Are you sending that all as one prompt? I would split that up. I would ask it create a checklist file with all the steps and tell it the file name and the location. Then I would work with it to create instruction files for each step. Then I'd ask it to open that step, read the whole file, follow it exactly. Once it's complete, read it over to confirm everything has been done and when you're sure check off the checklist and move on to the next step. It then seems to take a few steps sometimes to get it to not stop in between steps. A lot of times it will make it through the step then ask you if you'd like it to continue at which point I say something like. Continue exactly how you just did in sequence through all the steps in silence. Once you complete all steps give me a progress report. It seems to stay on task pretty well when I do something like this. I really depends to on how much data you are dealing with. If it's large files, you will lose context very quickly. If it's lots of small files then it can stay on task for hours.
@amirshawn yes. Just to give some context i am just using OH resolver with the instructions mentioned here. I am not sure of how to pass multiple prompts in resolver though. I read through the code and i am guessing i need to make changes here and invoke run_controller with multiple sub prompts. Is that right / is there a better way of doing this ?

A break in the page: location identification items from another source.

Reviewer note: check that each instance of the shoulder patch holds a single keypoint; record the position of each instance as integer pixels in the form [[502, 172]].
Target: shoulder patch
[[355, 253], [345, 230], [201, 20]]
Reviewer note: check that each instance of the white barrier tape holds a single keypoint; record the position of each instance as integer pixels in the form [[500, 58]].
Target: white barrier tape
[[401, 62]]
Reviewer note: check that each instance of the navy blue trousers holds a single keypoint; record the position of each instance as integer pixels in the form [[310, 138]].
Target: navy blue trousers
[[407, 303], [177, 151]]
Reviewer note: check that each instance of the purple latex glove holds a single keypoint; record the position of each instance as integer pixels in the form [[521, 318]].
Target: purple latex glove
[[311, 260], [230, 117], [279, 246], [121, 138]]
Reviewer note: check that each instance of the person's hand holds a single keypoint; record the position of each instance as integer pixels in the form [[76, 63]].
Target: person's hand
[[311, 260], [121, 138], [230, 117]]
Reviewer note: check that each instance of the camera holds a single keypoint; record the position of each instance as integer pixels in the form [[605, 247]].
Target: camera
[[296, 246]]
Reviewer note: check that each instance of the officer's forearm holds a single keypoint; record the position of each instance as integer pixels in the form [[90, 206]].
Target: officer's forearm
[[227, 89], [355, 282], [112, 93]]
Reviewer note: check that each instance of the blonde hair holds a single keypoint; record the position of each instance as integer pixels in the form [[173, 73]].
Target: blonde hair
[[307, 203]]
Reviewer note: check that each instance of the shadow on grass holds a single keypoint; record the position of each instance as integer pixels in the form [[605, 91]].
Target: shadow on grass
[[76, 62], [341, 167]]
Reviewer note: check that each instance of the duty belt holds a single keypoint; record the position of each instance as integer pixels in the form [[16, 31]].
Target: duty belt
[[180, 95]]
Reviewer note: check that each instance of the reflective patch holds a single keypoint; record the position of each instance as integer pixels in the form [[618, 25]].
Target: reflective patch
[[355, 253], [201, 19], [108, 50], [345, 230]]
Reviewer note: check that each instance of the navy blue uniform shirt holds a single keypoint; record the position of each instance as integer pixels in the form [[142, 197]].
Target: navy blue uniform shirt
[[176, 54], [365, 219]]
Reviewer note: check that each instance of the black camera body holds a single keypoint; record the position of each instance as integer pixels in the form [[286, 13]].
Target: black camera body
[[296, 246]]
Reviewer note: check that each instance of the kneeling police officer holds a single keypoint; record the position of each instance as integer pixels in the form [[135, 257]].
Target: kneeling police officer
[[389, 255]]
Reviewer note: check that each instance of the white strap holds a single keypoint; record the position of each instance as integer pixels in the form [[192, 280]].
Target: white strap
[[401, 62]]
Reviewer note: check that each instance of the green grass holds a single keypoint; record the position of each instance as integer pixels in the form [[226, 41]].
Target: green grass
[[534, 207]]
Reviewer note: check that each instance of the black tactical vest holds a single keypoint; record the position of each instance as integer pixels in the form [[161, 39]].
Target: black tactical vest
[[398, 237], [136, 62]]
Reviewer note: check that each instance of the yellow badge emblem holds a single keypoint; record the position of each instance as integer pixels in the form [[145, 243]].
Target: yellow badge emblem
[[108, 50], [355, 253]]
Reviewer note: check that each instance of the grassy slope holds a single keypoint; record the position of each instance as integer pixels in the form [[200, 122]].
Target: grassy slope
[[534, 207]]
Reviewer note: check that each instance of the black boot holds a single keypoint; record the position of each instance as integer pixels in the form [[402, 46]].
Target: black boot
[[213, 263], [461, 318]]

This worked like a charm. Thank you! Closing the issue for now.
what if you tell the LLM also to make itself a .md file to track its status? to make the list / plan in the file, add and remove a file when it's done with it? maybe, if the file is correct, even if it finishes it could restart from there.
https://github.com/All-Hands-AI/OpenHands/issues/6713#issuecomment-2661008472
Thank you for the follow-up ! I also hit a point where I find myself doing the same quite a bit 😅
Maybe we can integrate that checklist somehow in microagents of type 'TASK', which are started in the codebase, but not actually implemented / usable yet.